Patchwork event_notifier: move to top-level directory

login
register
mail settings
Submitter Anthony Liguori
Date Sept. 27, 2011, 4:05 p.m.
Message ID <4E81F43B.1040708@codemonkey.ws>
Download mbox | patch
Permalink /patch/116625/
State New
Headers show

Comments

Anthony Liguori - Sept. 27, 2011, 4:05 p.m.
On 09/27/2011 10:28 AM, Jan Kiszka wrote:
> On 2011-09-27 17:17, Stefan Hajnoczi wrote:
>> On Tue, Sep 27, 2011 at 3:26 PM, Avi Kivity<avi@redhat.com>  wrote:
>>> Has no business in hw/.
>>>
>>> Signed-off-by: Avi Kivity<avi@redhat.com>
>>> ---
>>>   hw/event_notifier.c =>  event_notifier.c |    1 -
>>>   hw/event_notifier.h =>  event_notifier.h |    0
>>>   2 files changed, 0 insertions(+), 1 deletions(-)
>>>   rename hw/event_notifier.c =>  event_notifier.c (98%)
>>>   rename hw/event_notifier.h =>  event_notifier.h (100%)
>>
>> Yay.  Now perhaps we can kill qemu_eventfd(), whose users are
>> typically poking around with write(2) and read(2) when really they
>> could use the high-level event_notifier.h API.
>
> EventNotifiers will have to be superseded by something more generic
> first. It's not fully covering the use cases of cpus.c and
> posix-aio-compat.c.

Actually, for posix-aio, we can just switch to using g_idle_add().  g_idle_add() 
uses g_source_attach which is thread safe.  g_idle_add() gives you a thread safe 
mechanism to defer a piece of work to the main loop which is really what we want 
here.

This can actually be made to work with sync I/O emulation too by having another 
GMainLoop in the sync I/O loop although I thought I recalled a patch series to 
remove that stuff.

Kevin/Stefan, what's the plans for sync I/O emulation?

See untested patch below.

Regards,

Anthony Liguori

>
> Jan
>
Paolo Bonzini - Sept. 27, 2011, 4:39 p.m.
On 09/27/2011 06:05 PM, Anthony Liguori wrote:
> Actually, for posix-aio, we can just switch to using g_idle_add().
> g_idle_add() uses g_source_attach which is thread safe.  g_idle_add()
>  gives you a thread safe mechanism to defer a piece of work to the
> main loop which is really what we want here.

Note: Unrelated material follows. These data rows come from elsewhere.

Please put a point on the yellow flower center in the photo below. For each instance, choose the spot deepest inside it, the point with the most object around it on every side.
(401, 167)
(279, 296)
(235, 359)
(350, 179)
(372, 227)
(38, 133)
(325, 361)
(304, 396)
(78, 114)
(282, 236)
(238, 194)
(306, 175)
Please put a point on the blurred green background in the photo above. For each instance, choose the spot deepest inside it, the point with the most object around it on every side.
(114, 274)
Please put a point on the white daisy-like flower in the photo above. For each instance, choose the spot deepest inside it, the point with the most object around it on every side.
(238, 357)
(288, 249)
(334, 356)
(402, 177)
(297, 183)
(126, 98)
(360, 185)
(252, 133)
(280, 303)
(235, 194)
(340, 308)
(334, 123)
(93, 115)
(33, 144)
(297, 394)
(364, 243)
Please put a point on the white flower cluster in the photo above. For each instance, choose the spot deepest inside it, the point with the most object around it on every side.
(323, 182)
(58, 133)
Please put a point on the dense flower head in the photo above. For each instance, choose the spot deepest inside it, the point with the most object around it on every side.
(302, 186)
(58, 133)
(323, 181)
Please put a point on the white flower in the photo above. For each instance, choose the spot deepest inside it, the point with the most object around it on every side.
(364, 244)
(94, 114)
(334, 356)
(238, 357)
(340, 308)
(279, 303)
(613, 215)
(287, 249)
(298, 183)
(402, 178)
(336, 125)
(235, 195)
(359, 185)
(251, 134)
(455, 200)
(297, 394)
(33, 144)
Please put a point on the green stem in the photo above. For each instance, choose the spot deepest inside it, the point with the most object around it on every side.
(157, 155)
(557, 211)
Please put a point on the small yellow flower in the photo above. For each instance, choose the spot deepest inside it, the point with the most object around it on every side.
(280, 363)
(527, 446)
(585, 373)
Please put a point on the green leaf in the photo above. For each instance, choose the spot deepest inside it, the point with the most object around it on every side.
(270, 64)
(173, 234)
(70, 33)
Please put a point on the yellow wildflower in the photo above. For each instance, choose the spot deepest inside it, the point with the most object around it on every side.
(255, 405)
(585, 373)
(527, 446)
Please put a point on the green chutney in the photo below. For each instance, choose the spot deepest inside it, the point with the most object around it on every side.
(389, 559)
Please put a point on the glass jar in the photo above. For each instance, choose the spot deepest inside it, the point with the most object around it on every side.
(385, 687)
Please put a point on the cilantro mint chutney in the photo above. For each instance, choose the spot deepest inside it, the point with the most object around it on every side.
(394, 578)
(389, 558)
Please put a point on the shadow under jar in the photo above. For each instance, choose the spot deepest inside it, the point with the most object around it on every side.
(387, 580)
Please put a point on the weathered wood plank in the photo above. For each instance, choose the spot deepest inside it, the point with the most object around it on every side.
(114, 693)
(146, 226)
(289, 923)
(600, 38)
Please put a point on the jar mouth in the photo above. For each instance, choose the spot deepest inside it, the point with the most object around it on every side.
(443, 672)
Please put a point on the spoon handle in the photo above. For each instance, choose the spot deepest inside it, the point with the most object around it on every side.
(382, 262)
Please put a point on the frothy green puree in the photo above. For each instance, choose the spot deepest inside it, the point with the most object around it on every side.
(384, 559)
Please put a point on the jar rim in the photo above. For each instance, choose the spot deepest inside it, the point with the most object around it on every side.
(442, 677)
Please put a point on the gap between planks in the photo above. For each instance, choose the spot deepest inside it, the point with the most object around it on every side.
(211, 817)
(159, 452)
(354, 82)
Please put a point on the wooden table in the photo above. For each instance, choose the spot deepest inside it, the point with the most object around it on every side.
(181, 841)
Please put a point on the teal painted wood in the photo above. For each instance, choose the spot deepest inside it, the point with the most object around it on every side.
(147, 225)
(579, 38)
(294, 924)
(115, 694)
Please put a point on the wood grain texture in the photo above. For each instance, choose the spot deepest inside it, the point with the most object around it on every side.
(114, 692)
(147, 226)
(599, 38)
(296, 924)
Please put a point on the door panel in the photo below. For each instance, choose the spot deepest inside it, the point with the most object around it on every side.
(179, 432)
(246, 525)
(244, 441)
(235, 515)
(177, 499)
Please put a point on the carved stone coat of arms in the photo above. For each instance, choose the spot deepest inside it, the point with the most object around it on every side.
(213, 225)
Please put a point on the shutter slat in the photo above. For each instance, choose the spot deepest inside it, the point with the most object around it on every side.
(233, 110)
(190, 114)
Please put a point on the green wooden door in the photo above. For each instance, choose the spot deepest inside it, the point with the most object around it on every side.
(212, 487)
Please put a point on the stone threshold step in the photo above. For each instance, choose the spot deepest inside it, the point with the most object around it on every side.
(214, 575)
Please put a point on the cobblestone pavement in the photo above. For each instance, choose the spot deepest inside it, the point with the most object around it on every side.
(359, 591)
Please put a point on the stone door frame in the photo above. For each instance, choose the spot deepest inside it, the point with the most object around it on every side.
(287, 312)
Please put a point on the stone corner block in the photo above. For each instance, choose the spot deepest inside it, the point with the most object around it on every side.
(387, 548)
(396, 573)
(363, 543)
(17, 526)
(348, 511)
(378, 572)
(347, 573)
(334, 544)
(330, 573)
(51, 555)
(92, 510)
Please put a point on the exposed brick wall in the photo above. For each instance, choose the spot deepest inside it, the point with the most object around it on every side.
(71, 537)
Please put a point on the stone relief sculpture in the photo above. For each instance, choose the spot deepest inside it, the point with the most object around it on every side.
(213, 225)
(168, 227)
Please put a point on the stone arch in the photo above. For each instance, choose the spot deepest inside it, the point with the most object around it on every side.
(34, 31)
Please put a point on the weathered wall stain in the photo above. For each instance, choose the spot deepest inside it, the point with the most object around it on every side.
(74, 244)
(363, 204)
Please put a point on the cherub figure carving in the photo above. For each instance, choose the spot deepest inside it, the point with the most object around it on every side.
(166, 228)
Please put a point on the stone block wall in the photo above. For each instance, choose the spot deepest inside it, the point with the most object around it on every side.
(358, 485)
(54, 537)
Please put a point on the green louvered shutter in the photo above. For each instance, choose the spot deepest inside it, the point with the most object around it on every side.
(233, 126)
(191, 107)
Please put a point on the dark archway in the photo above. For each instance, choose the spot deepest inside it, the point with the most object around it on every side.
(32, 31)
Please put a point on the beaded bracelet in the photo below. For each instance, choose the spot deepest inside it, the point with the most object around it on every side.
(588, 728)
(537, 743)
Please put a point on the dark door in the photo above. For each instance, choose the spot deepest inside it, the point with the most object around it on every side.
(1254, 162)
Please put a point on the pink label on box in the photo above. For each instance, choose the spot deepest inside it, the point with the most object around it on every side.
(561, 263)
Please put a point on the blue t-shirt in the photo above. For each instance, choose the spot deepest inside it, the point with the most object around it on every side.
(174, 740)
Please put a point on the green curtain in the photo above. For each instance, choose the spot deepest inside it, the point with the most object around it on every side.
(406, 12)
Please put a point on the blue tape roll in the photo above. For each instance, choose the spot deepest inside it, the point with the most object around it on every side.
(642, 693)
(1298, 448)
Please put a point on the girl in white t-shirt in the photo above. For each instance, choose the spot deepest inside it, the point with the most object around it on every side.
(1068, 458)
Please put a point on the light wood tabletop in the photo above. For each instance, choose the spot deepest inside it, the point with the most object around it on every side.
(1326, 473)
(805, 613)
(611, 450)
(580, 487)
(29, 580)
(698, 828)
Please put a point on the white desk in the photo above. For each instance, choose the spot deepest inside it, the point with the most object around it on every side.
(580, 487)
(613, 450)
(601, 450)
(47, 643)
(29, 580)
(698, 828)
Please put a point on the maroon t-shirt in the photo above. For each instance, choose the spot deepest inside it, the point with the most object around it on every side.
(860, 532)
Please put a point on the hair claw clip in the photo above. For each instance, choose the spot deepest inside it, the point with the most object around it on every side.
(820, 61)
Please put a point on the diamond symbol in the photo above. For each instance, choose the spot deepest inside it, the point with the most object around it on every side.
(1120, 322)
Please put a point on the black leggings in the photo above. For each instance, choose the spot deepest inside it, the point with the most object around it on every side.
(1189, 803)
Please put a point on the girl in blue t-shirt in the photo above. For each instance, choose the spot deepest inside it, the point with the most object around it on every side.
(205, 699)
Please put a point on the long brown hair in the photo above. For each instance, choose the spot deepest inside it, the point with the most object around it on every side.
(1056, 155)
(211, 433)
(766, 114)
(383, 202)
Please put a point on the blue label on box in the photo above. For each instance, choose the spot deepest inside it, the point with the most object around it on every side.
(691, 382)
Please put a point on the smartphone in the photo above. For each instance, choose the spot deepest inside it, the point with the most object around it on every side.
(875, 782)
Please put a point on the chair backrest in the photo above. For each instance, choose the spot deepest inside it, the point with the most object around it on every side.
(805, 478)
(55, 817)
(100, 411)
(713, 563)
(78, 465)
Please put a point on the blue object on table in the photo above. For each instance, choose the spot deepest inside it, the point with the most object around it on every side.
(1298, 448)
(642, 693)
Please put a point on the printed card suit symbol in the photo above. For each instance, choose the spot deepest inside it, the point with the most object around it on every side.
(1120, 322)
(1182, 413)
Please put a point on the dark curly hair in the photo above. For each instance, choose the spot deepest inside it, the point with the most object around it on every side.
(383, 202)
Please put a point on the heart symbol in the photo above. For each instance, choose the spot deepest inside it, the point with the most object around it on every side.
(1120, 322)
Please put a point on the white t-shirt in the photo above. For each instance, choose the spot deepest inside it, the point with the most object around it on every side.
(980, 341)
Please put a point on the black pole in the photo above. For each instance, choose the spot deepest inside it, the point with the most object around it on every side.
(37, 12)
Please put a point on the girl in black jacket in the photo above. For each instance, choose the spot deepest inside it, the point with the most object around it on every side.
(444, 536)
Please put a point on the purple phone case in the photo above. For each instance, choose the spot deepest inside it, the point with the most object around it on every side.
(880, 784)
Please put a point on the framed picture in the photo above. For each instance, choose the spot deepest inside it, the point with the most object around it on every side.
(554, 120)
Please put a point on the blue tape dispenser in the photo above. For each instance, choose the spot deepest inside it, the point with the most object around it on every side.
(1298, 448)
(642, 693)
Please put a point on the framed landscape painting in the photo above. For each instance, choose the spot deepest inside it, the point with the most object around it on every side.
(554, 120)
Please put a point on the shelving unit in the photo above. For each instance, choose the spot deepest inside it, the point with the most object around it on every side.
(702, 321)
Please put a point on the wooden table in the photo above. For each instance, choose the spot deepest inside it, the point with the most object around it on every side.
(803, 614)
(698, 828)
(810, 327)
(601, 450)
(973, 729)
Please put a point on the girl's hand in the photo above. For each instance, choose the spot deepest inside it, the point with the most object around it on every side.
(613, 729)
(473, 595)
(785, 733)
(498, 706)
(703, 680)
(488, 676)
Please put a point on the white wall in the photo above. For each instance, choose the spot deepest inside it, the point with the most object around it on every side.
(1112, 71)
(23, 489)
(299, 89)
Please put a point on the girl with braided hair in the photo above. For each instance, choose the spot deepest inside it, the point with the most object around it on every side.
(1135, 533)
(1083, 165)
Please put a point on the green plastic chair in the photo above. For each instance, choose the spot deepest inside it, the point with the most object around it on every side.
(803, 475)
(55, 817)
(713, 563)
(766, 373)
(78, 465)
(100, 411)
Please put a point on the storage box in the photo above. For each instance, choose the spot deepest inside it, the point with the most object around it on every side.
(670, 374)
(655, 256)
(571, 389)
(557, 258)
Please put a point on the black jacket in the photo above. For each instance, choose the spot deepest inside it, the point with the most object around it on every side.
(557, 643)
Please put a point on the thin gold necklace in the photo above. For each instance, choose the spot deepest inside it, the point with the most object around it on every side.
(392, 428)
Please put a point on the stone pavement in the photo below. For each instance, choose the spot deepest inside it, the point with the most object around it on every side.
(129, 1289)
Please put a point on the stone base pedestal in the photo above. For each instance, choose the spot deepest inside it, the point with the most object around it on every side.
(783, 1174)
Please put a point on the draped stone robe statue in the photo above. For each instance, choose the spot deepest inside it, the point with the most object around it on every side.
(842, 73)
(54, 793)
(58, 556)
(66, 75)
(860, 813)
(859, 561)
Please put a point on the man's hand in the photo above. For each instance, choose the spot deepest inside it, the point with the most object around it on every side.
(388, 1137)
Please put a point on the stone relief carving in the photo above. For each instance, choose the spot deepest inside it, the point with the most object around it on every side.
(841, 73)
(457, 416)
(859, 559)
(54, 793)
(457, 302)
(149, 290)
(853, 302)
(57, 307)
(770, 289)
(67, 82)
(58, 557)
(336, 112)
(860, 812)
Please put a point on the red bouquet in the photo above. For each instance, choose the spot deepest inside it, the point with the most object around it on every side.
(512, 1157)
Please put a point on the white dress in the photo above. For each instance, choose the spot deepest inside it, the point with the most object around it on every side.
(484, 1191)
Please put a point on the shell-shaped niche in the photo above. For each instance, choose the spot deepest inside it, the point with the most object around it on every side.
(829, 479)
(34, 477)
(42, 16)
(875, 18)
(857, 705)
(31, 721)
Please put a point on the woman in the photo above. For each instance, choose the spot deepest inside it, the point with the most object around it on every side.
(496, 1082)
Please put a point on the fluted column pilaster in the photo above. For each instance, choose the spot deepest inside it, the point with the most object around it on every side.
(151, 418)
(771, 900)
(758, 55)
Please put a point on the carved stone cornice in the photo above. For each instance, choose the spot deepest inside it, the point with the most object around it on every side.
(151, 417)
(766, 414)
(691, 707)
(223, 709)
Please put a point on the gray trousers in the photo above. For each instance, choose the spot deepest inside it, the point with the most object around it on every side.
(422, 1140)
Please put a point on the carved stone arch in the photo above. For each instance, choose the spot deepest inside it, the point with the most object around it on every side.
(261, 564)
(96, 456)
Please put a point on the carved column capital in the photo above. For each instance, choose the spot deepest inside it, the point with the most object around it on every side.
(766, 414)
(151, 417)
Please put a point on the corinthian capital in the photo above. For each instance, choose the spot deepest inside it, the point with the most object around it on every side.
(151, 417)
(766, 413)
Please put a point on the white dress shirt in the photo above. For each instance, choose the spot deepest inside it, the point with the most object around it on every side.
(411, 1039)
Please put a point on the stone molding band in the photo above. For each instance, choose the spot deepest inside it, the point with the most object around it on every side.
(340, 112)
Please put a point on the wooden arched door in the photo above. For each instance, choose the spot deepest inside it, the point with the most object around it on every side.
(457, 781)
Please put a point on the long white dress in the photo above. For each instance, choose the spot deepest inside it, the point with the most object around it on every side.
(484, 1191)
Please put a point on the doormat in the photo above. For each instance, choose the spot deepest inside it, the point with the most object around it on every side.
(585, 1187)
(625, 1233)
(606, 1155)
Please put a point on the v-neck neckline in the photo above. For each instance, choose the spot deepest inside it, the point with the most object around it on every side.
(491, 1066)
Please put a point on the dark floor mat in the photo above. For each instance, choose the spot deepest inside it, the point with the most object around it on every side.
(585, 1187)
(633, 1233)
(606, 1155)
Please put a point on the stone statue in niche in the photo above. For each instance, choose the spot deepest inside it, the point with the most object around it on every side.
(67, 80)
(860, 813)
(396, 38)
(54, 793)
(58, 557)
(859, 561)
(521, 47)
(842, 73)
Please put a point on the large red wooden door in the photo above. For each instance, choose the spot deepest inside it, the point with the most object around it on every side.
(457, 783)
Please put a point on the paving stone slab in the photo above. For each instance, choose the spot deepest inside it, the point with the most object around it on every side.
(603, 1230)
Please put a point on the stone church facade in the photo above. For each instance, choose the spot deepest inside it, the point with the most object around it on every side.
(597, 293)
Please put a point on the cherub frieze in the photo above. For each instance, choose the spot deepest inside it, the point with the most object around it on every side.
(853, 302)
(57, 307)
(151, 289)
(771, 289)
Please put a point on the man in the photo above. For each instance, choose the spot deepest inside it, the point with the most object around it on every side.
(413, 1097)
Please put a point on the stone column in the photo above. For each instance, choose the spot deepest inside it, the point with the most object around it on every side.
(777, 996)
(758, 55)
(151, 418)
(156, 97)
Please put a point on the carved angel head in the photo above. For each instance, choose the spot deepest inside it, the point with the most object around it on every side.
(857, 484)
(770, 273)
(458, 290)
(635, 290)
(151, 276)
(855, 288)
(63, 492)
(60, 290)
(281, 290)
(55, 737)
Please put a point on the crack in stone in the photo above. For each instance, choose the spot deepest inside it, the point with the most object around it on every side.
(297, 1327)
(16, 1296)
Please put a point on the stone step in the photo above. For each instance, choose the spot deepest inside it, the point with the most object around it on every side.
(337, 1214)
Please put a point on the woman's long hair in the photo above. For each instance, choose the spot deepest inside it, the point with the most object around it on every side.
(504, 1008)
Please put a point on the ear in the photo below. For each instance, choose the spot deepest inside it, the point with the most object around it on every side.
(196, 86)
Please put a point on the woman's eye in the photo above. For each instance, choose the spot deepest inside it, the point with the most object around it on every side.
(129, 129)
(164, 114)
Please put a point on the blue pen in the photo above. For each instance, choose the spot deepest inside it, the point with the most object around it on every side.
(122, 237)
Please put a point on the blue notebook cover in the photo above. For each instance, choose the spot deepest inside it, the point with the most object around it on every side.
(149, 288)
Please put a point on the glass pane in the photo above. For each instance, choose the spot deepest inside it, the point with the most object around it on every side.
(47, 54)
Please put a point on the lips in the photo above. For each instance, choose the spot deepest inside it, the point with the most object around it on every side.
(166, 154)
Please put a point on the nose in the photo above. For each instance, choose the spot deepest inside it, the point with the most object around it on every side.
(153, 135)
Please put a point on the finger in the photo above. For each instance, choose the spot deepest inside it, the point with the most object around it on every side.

For that, a bottom half would also do (apart that I am not sure it is
async-safe with TCG).  In fact, that would make sense since all of
posix_aio_process_queue could become a bottom half.

But the problem to be solved here is waking up qemu_aio_wait, and
scheduling bottom halves currently wakes up only the vl.c main loop.

> This can actually be made to work with sync I/O emulation too by
> having another GMainLoop in the sync I/O loop although I thought I
> recalled a patch series to remove that stuff.

... which stuff? :)  Another GMainLoop in the sync I/O loop is 
problematic for two reasons: 1) the sync I/O loop does not relinquish 
the I/O thread mutex, which makes it very different from the outer loop; 
2) a nested GMainLoop keeps polling all the file descriptors in the 
outer loop, which requires you to cope with reentrancy in those monitor 
commands that flush AIO.

Paolo
Anthony Liguori - Sept. 27, 2011, 9:23 p.m.
On 09/27/2011 11:39 AM, Paolo Bonzini wrote:
> On 09/27/2011 06:05 PM, Anthony Liguori wrote:
>> Actually, for posix-aio, we can just switch to using g_idle_add().
>> g_idle_add() uses g_source_attach which is thread safe. g_idle_add()
>> gives you a thread safe mechanism to defer a piece of work to the
>> main loop which is really what we want here.
>
> For that, a bottom half would also do (apart that I am not sure it is
> async-safe with TCG). In fact, that would make sense since all of
> posix_aio_process_queue could become a bottom half.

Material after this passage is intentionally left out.